This is the news story right now in Quebec, (in addition to the Grand Prix in Montreal), a terrible tale of a teen mom who stepped outside two days ago for a cigarette — to protect her newborn from second-hand smoke — in which time her two huskies attacked and killed the child. She lives in a small town about 40 miles east of Montreal.
She has already been charged with manslaughter by the Crown Attorney, (Canada’s version of a DA), prompting howls of outrage in the Gazette letters page and even an editorial in the Toronto-based, national Globe and Mail:
Parents who make mistakes are probably the norm, rather than an exception. Momentary lapses are common. Sometimes, babies and small children die as a result. They fall into hot tubs and drown. They wade out beyond their competence into lakes and drown. They fall off farm machinery. They are asphyxiated when sharing a bed with a parent. They fall out of windows.

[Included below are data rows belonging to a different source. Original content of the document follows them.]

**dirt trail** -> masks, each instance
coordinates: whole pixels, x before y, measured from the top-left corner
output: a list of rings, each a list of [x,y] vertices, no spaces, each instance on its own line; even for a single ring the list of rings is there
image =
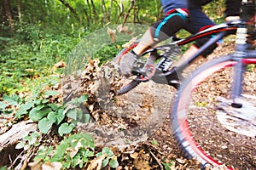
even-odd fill
[[[194,70],[204,61],[232,50],[233,43],[224,43],[189,68]],[[96,61],[90,61],[84,72],[64,81],[64,84],[79,84],[69,92],[64,89],[66,97],[71,96],[70,92],[72,97],[89,94],[86,107],[94,122],[79,124],[78,131],[90,133],[99,147],[112,147],[119,156],[120,169],[164,169],[163,165],[170,169],[200,169],[198,162],[183,156],[170,133],[169,116],[176,89],[148,82],[126,94],[115,96],[115,92],[131,81],[118,71],[111,63],[98,67]]]

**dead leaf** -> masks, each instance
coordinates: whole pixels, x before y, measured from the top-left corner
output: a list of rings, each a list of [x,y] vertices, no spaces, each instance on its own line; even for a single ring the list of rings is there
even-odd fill
[[[57,68],[64,68],[66,66],[67,66],[67,65],[64,61],[60,61],[60,62],[55,64],[55,68],[56,68],[56,69]]]
[[[128,31],[128,26],[124,26],[124,25],[119,25],[117,26],[117,31],[121,33],[121,32],[127,32]]]
[[[108,34],[110,36],[112,42],[116,42],[116,38],[115,38],[116,30],[112,30],[108,27],[107,31],[108,31]]]
[[[42,170],[60,170],[61,169],[62,164],[61,162],[44,163],[42,165]]]
[[[134,43],[136,42],[136,40],[137,39],[137,37],[132,37],[128,42],[125,43],[122,45],[123,48],[129,48],[132,43]]]
[[[102,162],[105,159],[106,156],[102,155],[101,156],[99,156],[98,158],[96,158],[92,161],[90,161],[90,164],[89,165],[89,167],[87,167],[88,170],[101,170],[102,169]]]

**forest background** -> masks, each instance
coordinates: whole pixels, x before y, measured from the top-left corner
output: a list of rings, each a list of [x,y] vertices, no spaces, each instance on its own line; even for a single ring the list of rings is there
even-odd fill
[[[12,155],[11,159],[4,160],[2,154],[0,169],[26,165],[32,156],[33,161],[61,162],[63,169],[88,166],[90,159],[95,161],[90,161],[90,165],[102,162],[96,167],[108,164],[116,167],[117,157],[109,148],[96,150],[91,137],[72,133],[78,118],[89,122],[88,114],[82,115],[77,106],[59,102],[52,98],[58,93],[45,88],[55,89],[49,87],[58,84],[67,70],[76,71],[77,65],[83,67],[84,54],[88,54],[85,59],[98,59],[101,64],[113,60],[123,44],[163,16],[160,1],[0,0],[0,134],[27,120],[38,127],[15,142],[12,149],[20,151],[6,154]],[[213,0],[204,7],[216,23],[224,21],[224,0]],[[186,35],[184,31],[178,33],[180,37]],[[79,105],[87,97],[71,103]],[[52,134],[49,132],[58,136],[55,146],[49,146],[52,141],[44,140],[50,138],[46,136]],[[63,138],[65,135],[69,137]],[[78,149],[78,143],[83,147]],[[157,144],[157,141],[152,140],[152,144]],[[40,144],[46,149],[35,151]],[[74,151],[70,152],[70,148]],[[20,163],[20,158],[15,158],[19,154],[20,158],[25,155]]]

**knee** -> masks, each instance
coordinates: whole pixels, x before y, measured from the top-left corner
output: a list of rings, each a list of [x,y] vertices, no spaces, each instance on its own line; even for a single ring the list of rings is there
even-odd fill
[[[177,8],[167,13],[165,18],[151,27],[151,35],[155,42],[167,39],[180,29],[183,28],[188,21],[189,13],[184,9]]]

It is rare that charges of manslaughter are laid in those deaths. Manslaughter requires a foreseeable risk of injury, and a marked departure from the standard of reasonable person. “The momentary lapse that a reasonable person would engage in is not meant to be caught by the criminal law,” says Sanjeev Anand, a law professor at the University of Alberta Law School. A marked departure implies gross negligence – “the absolutely egregious conduct that no reasonable person would engage in.”
There is some dispute about the facts…Her family says she was outside briefly; the police concluded after a short investigation (they charged her one day after the death) that she was outside for 20 minutes…
The state does not need to exact justice every time a child dies an accidental death, even where a parental lapse in judgment led to it. A grieving mother now needs to defend herself against a charge that her wrongful conduct killed her own baby. For a parent, the death of a baby is an excruciating punishment from which there is no parole. In the circumstances of this case, it is hard to see how laying a manslaughter charge serves the public interest.
Several of the letters in the Montreal Gazette raise the question of the mother’s age and likely low ncome — if she were 25 or 35, not 17 — would she have been charged, and so quickly?